It's a multi-pronged effort designed to help heal the scars left behind by the bruising 310-day lockout during 2004-05, which resulted in the cancellation of the entire season. It was the first time a major North American professional sports league called off a complete season over labor issues. It also marked the first time that the league's signature Stanley Cup was not awarded since 1919.

Even more importantly, the league is determined to reassert itself in the popular imagination. While no one's necessarily expecting the sport to overtake baseball, football, or basketball in popularity, there's a very real sense that the NHL feels it can effectively compete with the likes of auto racing and golf.

"From a strategic perspective, we're looking to engage our 53 million fans," says John Collins, senior EVP of business and media for the league. "The standard metric in sports is the weekend afternoon broadcast TV ratings.
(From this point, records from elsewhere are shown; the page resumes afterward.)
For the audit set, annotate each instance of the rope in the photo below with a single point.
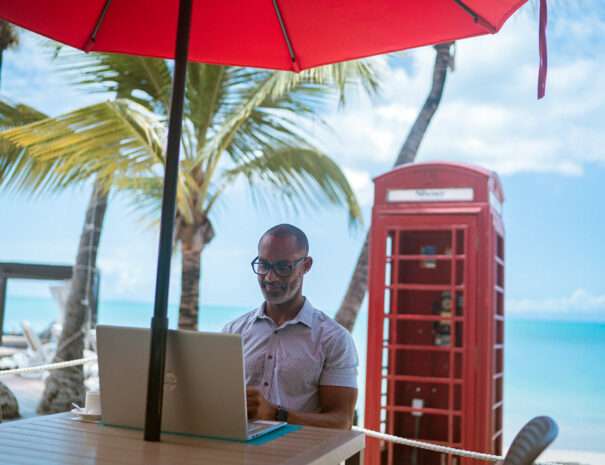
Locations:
(50, 366)
(435, 447)
(386, 437)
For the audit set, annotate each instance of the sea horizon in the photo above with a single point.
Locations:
(550, 366)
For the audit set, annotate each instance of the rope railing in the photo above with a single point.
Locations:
(367, 432)
(437, 448)
(50, 366)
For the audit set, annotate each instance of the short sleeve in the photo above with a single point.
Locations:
(340, 367)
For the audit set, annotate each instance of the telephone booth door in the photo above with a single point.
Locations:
(434, 370)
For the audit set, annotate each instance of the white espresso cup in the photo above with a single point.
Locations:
(93, 402)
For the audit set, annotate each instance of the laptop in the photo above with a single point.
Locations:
(204, 387)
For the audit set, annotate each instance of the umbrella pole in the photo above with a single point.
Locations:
(159, 322)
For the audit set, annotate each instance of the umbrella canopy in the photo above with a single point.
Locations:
(279, 34)
(276, 34)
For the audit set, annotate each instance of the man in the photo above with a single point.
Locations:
(301, 366)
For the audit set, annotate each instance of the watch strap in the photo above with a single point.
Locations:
(281, 414)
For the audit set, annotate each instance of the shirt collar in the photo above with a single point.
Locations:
(304, 316)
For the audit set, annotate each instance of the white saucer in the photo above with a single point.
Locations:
(87, 416)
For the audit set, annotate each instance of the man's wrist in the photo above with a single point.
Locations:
(281, 414)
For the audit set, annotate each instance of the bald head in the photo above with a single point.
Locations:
(283, 231)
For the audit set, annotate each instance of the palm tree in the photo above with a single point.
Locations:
(9, 38)
(240, 124)
(358, 285)
(22, 170)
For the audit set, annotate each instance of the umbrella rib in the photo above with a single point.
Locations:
(477, 18)
(283, 28)
(91, 41)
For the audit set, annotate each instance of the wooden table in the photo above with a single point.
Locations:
(57, 439)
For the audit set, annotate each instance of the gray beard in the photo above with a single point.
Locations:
(286, 295)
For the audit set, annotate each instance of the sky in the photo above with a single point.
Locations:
(549, 155)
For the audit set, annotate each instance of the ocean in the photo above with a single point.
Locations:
(550, 367)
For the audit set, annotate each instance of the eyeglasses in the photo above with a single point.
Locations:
(282, 270)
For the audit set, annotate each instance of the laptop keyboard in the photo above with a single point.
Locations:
(252, 427)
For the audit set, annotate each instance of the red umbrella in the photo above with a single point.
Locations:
(277, 34)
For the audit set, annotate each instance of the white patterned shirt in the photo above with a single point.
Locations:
(288, 363)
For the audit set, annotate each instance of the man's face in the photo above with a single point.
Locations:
(281, 250)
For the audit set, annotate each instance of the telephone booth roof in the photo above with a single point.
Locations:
(437, 182)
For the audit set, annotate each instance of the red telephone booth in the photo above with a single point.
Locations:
(436, 313)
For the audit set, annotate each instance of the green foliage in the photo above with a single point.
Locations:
(239, 123)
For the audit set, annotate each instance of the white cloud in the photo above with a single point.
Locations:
(580, 300)
(362, 185)
(489, 115)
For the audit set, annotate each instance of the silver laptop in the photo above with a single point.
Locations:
(204, 388)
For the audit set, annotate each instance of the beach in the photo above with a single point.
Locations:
(550, 368)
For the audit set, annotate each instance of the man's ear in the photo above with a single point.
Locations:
(307, 263)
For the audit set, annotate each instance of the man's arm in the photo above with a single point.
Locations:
(337, 408)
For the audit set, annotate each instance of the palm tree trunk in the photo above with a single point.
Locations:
(193, 238)
(66, 385)
(349, 308)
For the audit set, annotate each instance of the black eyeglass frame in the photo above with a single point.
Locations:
(271, 266)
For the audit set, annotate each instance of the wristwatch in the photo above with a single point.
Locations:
(281, 414)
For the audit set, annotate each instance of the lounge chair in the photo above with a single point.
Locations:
(531, 440)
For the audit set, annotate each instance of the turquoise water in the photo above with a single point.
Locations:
(550, 367)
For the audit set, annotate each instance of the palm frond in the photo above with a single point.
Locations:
(113, 139)
(147, 81)
(294, 176)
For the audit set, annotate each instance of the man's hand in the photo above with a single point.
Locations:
(259, 408)
(337, 408)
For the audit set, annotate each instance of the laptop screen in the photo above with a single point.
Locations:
(204, 389)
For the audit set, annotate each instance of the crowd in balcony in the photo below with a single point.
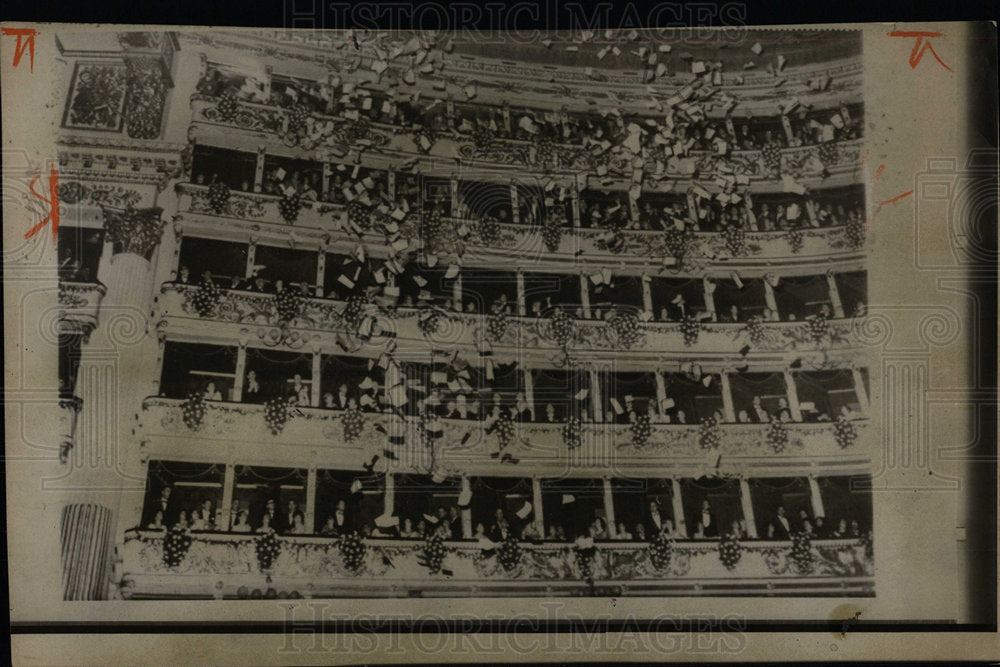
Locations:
(685, 126)
(491, 510)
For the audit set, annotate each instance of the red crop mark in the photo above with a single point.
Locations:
(25, 40)
(52, 201)
(920, 46)
(896, 198)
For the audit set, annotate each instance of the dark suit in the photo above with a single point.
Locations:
(712, 529)
(342, 523)
(649, 523)
(154, 504)
(780, 531)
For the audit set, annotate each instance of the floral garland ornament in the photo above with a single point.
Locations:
(625, 326)
(354, 424)
(730, 552)
(661, 551)
(641, 430)
(429, 322)
(359, 215)
(504, 428)
(855, 233)
(489, 230)
(585, 552)
(818, 327)
(433, 553)
(562, 327)
(175, 546)
(289, 206)
(218, 197)
(227, 107)
(801, 553)
(796, 239)
(573, 433)
(845, 432)
(276, 415)
(771, 153)
(134, 230)
(736, 240)
(287, 305)
(777, 435)
(690, 328)
(677, 242)
(755, 330)
(496, 325)
(268, 547)
(552, 232)
(710, 434)
(193, 410)
(509, 553)
(352, 551)
(205, 298)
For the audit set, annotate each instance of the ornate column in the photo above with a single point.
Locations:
(678, 506)
(467, 512)
(536, 496)
(647, 295)
(838, 305)
(709, 288)
(251, 256)
(258, 174)
(727, 397)
(529, 393)
(320, 274)
(595, 396)
(456, 293)
(241, 367)
(815, 498)
(228, 484)
(389, 497)
(609, 508)
(310, 518)
(747, 503)
(521, 305)
(86, 549)
(769, 299)
(860, 391)
(793, 397)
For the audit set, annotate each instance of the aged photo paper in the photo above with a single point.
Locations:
(337, 334)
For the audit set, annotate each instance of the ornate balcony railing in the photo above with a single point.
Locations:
(701, 249)
(220, 565)
(323, 321)
(317, 131)
(79, 304)
(466, 446)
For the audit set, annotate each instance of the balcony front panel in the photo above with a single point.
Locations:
(336, 136)
(321, 322)
(314, 567)
(704, 251)
(317, 436)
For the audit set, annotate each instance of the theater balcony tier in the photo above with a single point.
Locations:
(259, 215)
(334, 137)
(314, 436)
(79, 304)
(549, 85)
(220, 565)
(322, 324)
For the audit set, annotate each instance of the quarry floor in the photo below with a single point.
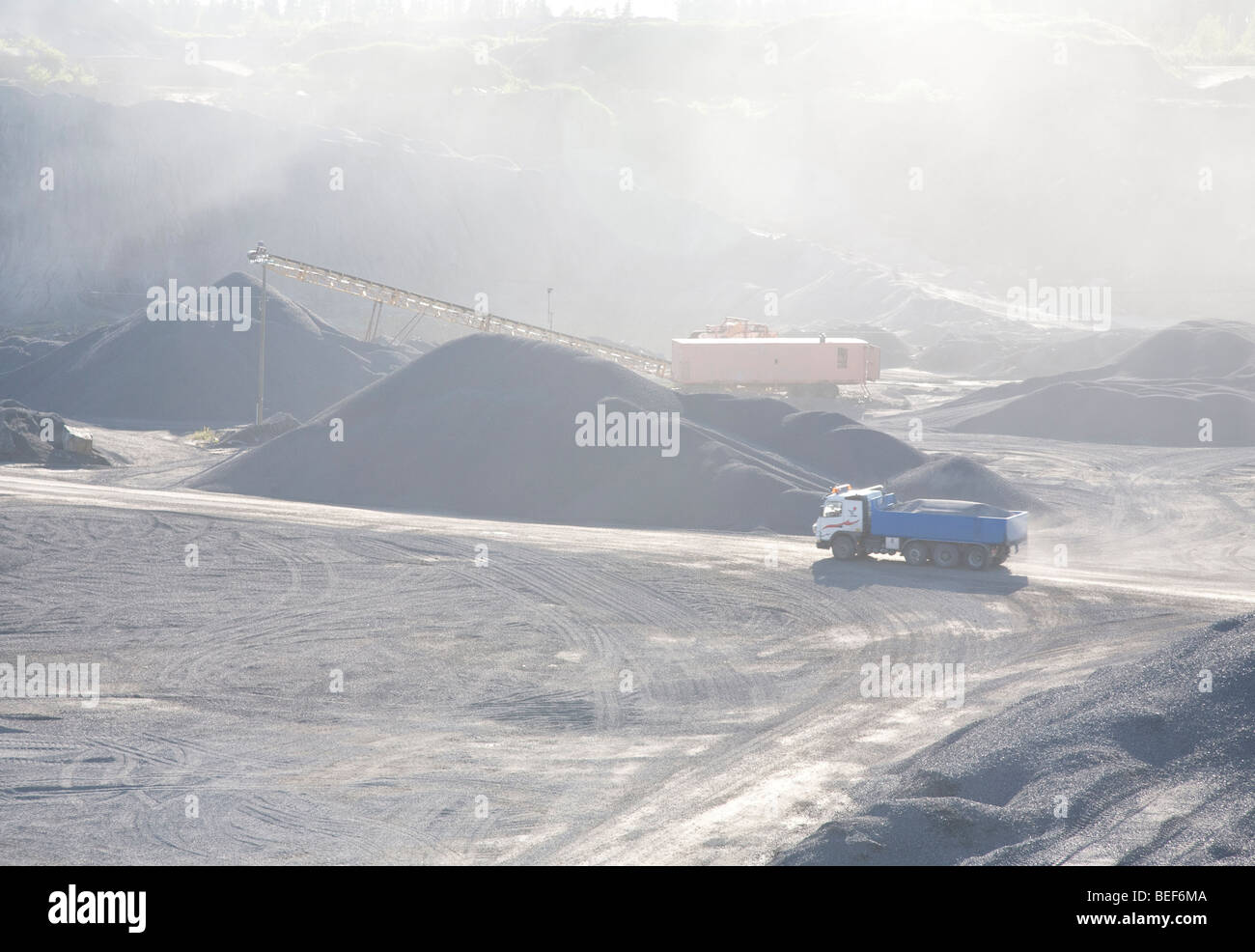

In the U.S. especially we've been a league challenged by our broadcast partners to pop a rating. As a result, we're focusing on how to improve our local and national TV presence, and steering the conversation in a different direction."

The league has national contracts with NBC and cable network Versus. Regular-season ratings on NBC were up 11 percent from the previous year, while its Versus ratings rose by 24 percent for the same period (impacted in part by a roughly 4 percent increase in households carrying Versus). But the biggest blockbuster was an outdoor game held on New Year's Day 2008 in Buffalo, which drew a 2.6 rating for NBC -- the highest since the league debuted on Fox in 1994.

The league would of course like to repeat that experience, but Bettman is being cautious about overplaying the uniqueness of what's now called "The Winter Classic." Several major markets, including New York, Boston, Detroit, Chicago, and Montreal have expressed interest in hosting an outdoor game, and Bettman says it's likely that one will take place next season.

However, he told a March 5 press conference, "There was a special, almost romantic, emotional, exciting, holistic quality to what took place in returning to our outdoor roots. If you do it too much, I think you lose some of that quality. Everything we do, we want it to be special in the outdoor-game context."

Ramping Up Fan Enthusiasm

In addition to special events like the Winter Classic and the Cup finals-which Collins says will also be heavily promoted so that it's "not just another game"-the NHL is actively seeking to become a regular part of its fans' lives.

"We may sell $1 billion in merchandise but it's not always readily available," says Perry Cooper, vice president of NHL Direct and database marketing. "We're looking to do more of everything to get our fans engaged, and to build one-to-one relationships with them."

That includes mining customer data for favorite teams and following up with team-specific marketing, as well as building excitement in the post-season akin to the Super Bowl behemoth, which draws millions of viewers whose favorite teams aren't even playing in the game.

"Right now, whether your favorite team is involved is still limiting," Cooper says, noting that fans are "at least 50 percent more likely" to respond to team-specific marketing. "We want to activate our existing fan base that's passionate, but perhaps not activated at a level we think they could be. And we want to run as fast as we can."

Improvements include streamlining the league's previously clunky website for easier navigation -- and merchandise sales. An upgraded product configurator makes it easier for customers to add a name and number to a team jersey and to see what the final product will look like; Cooper says such jerseys make up nearly 40 percent of the site's sales.

The league is also trying to stay consumer-friendly when it comes to pricing. Ticket prices in the three years since the lockout have risen by 0.3 percent, compared with the 5-6 percent in the other major sports for the same period.

Nearly every aspect of the game and the league are being closely looked at, Collins says. "We're very much involved with talking to our fans on a one-to-one basis," he says. "This is a huge opportunity for the league."